The Pentagon released the results of its first agency-wide audit in November, which found that only five out of 24 defense organizations audited received a clean opinion.
Two others received a “modified” opinion, and the rest received a “disclaimer,” which meant there were multiple issues that needed to be fixed. None, however, received the lowest “adverse” opinion, Norquist said Wednesday.
The audit tested the department’s ability to maintain accurate financial statements on matters for future spending and decision-making, Norquist said.
For example, he said, auditors went to Hill Air Force Base to look at uninstalled missile motors. Seventy-one of them were recorded in a database as “unserviceable,” or unusable. When auditors went to the base, they found they were indeed unserviceable, and had correctly been marked as such.

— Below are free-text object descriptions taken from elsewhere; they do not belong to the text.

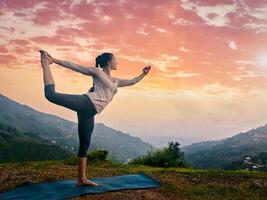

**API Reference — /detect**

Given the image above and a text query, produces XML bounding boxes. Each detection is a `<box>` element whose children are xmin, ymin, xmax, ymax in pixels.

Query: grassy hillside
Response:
<box><xmin>0</xmin><ymin>160</ymin><xmax>266</xmax><ymax>200</ymax></box>
<box><xmin>182</xmin><ymin>124</ymin><xmax>267</xmax><ymax>169</ymax></box>
<box><xmin>0</xmin><ymin>122</ymin><xmax>73</xmax><ymax>163</ymax></box>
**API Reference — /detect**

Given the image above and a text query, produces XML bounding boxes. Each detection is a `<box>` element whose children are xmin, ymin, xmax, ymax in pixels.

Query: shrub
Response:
<box><xmin>63</xmin><ymin>156</ymin><xmax>78</xmax><ymax>166</ymax></box>
<box><xmin>87</xmin><ymin>149</ymin><xmax>108</xmax><ymax>162</ymax></box>
<box><xmin>64</xmin><ymin>149</ymin><xmax>109</xmax><ymax>165</ymax></box>
<box><xmin>129</xmin><ymin>141</ymin><xmax>187</xmax><ymax>168</ymax></box>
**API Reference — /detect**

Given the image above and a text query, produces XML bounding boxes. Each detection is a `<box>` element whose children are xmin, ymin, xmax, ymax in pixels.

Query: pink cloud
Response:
<box><xmin>0</xmin><ymin>54</ymin><xmax>19</xmax><ymax>68</ymax></box>
<box><xmin>9</xmin><ymin>39</ymin><xmax>31</xmax><ymax>45</ymax></box>
<box><xmin>29</xmin><ymin>36</ymin><xmax>80</xmax><ymax>47</ymax></box>
<box><xmin>0</xmin><ymin>45</ymin><xmax>8</xmax><ymax>53</ymax></box>
<box><xmin>14</xmin><ymin>46</ymin><xmax>30</xmax><ymax>54</ymax></box>
<box><xmin>13</xmin><ymin>12</ymin><xmax>28</xmax><ymax>17</ymax></box>
<box><xmin>0</xmin><ymin>26</ymin><xmax>16</xmax><ymax>35</ymax></box>
<box><xmin>55</xmin><ymin>27</ymin><xmax>91</xmax><ymax>39</ymax></box>
<box><xmin>192</xmin><ymin>0</ymin><xmax>235</xmax><ymax>6</ymax></box>
<box><xmin>67</xmin><ymin>1</ymin><xmax>96</xmax><ymax>20</ymax></box>
<box><xmin>207</xmin><ymin>13</ymin><xmax>218</xmax><ymax>19</ymax></box>
<box><xmin>32</xmin><ymin>4</ymin><xmax>67</xmax><ymax>26</ymax></box>
<box><xmin>241</xmin><ymin>0</ymin><xmax>266</xmax><ymax>9</ymax></box>
<box><xmin>0</xmin><ymin>0</ymin><xmax>36</xmax><ymax>9</ymax></box>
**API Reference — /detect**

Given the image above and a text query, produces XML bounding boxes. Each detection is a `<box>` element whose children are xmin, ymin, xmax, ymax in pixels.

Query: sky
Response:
<box><xmin>1</xmin><ymin>0</ymin><xmax>267</xmax><ymax>148</ymax></box>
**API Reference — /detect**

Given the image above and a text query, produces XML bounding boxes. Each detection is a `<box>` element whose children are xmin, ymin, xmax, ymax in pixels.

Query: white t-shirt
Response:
<box><xmin>85</xmin><ymin>70</ymin><xmax>118</xmax><ymax>114</ymax></box>
<box><xmin>55</xmin><ymin>60</ymin><xmax>139</xmax><ymax>114</ymax></box>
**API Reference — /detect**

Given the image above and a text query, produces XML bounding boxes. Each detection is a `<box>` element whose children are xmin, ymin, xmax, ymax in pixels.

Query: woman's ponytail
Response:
<box><xmin>95</xmin><ymin>55</ymin><xmax>100</xmax><ymax>68</ymax></box>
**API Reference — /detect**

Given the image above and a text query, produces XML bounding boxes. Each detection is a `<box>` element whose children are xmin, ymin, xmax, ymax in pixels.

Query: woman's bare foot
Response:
<box><xmin>76</xmin><ymin>178</ymin><xmax>98</xmax><ymax>187</ymax></box>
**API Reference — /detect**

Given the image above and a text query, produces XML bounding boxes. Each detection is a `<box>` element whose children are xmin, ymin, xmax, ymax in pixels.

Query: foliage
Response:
<box><xmin>129</xmin><ymin>141</ymin><xmax>188</xmax><ymax>168</ymax></box>
<box><xmin>87</xmin><ymin>149</ymin><xmax>108</xmax><ymax>162</ymax></box>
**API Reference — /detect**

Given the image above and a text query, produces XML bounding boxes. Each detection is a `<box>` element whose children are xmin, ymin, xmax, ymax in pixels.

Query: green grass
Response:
<box><xmin>183</xmin><ymin>183</ymin><xmax>267</xmax><ymax>200</ymax></box>
<box><xmin>0</xmin><ymin>160</ymin><xmax>267</xmax><ymax>199</ymax></box>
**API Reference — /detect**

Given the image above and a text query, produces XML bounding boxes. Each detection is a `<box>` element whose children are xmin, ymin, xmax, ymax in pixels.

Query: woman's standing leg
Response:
<box><xmin>76</xmin><ymin>111</ymin><xmax>98</xmax><ymax>186</ymax></box>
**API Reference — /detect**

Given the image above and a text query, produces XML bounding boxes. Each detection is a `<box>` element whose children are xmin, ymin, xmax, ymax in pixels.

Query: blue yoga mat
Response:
<box><xmin>0</xmin><ymin>172</ymin><xmax>161</xmax><ymax>200</ymax></box>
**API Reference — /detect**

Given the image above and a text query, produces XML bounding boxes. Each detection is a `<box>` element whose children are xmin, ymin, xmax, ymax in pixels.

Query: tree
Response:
<box><xmin>129</xmin><ymin>141</ymin><xmax>188</xmax><ymax>168</ymax></box>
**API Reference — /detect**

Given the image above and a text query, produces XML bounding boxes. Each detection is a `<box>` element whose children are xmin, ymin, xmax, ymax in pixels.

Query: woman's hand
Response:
<box><xmin>39</xmin><ymin>50</ymin><xmax>52</xmax><ymax>65</ymax></box>
<box><xmin>44</xmin><ymin>51</ymin><xmax>55</xmax><ymax>63</ymax></box>
<box><xmin>143</xmin><ymin>65</ymin><xmax>151</xmax><ymax>75</ymax></box>
<box><xmin>39</xmin><ymin>50</ymin><xmax>54</xmax><ymax>64</ymax></box>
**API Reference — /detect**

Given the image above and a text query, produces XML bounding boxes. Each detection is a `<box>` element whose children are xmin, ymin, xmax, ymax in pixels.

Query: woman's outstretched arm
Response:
<box><xmin>41</xmin><ymin>50</ymin><xmax>99</xmax><ymax>76</ymax></box>
<box><xmin>116</xmin><ymin>73</ymin><xmax>145</xmax><ymax>87</ymax></box>
<box><xmin>116</xmin><ymin>66</ymin><xmax>151</xmax><ymax>87</ymax></box>
<box><xmin>53</xmin><ymin>59</ymin><xmax>98</xmax><ymax>76</ymax></box>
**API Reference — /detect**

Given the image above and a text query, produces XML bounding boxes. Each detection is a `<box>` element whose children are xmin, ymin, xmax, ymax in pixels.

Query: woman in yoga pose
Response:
<box><xmin>39</xmin><ymin>50</ymin><xmax>151</xmax><ymax>186</ymax></box>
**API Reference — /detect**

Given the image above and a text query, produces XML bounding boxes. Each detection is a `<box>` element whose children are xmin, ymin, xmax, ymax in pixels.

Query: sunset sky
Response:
<box><xmin>1</xmin><ymin>0</ymin><xmax>267</xmax><ymax>147</ymax></box>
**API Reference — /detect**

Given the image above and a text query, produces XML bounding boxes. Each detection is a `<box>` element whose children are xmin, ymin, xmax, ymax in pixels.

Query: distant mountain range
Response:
<box><xmin>0</xmin><ymin>122</ymin><xmax>73</xmax><ymax>163</ymax></box>
<box><xmin>0</xmin><ymin>93</ymin><xmax>155</xmax><ymax>163</ymax></box>
<box><xmin>182</xmin><ymin>124</ymin><xmax>267</xmax><ymax>169</ymax></box>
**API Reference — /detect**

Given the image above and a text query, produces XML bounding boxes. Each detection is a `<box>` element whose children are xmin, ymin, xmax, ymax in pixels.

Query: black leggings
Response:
<box><xmin>44</xmin><ymin>84</ymin><xmax>97</xmax><ymax>158</ymax></box>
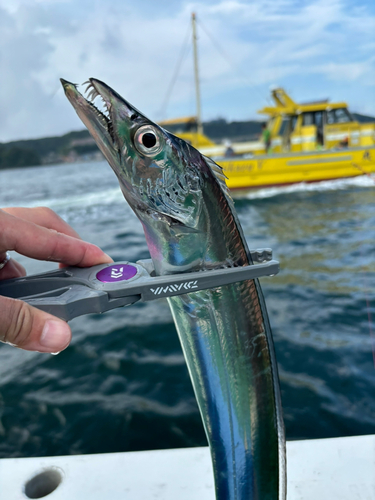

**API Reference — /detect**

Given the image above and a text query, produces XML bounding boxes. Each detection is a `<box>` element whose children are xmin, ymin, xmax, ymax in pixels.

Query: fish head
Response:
<box><xmin>61</xmin><ymin>78</ymin><xmax>217</xmax><ymax>274</ymax></box>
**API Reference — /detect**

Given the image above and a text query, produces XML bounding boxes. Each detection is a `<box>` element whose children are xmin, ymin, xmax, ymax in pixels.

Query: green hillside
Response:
<box><xmin>0</xmin><ymin>130</ymin><xmax>96</xmax><ymax>169</ymax></box>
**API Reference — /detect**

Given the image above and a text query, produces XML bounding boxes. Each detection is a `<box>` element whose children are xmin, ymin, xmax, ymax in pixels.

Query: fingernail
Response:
<box><xmin>103</xmin><ymin>253</ymin><xmax>113</xmax><ymax>262</ymax></box>
<box><xmin>40</xmin><ymin>320</ymin><xmax>71</xmax><ymax>351</ymax></box>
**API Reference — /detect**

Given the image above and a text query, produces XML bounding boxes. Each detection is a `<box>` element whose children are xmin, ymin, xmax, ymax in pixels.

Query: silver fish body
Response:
<box><xmin>61</xmin><ymin>78</ymin><xmax>286</xmax><ymax>499</ymax></box>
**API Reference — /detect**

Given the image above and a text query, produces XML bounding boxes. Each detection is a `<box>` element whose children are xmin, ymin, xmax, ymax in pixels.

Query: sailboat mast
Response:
<box><xmin>192</xmin><ymin>12</ymin><xmax>203</xmax><ymax>137</ymax></box>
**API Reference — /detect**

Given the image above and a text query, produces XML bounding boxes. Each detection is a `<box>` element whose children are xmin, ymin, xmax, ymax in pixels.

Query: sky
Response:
<box><xmin>0</xmin><ymin>0</ymin><xmax>374</xmax><ymax>142</ymax></box>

“So what does this mean for the Department? If I think I have something that’s unserviceable, I will order a replacement part so I can do my mission. If I didn’t realize I had it there, I could potentially have spent, in this case, $53 billion dollars buying replacements for something that was usable,” he said.
“The reverse is equally a problem. I thought I had a usable spare part [and] I go out to the warehouse — it’s not there. I am waiting on that spare part order, affecting the backlog of getting things ready,” he said.
“So these are the type of inventory issues that are very important for us to address because of their consequences for readiness, and our ability to be good stewards of the taxpayers’ money and get those aircraft and ships back to air or back to sea in a timely manner,” he said.
Acting Defense Secretary Pat Shanahan in November called the audit’s completion a “historic accomplishment and indicates our commitment to accountability and reform.”
“We conducted the audit to facilitate transparency with Congress and the American taxpayer and to determine corrective actions to instill long-term discipline,” he said in a statement.
The Pentagon began the first agency-wide audit in December 2017. It covered $2.7 trillion in assets and $2.6 trillion in liabilities.
Auditors reviewed thousands of items, evaluating data for accuracy and completeness to verify counts, location, and condition of military equipment, real property, and inventory.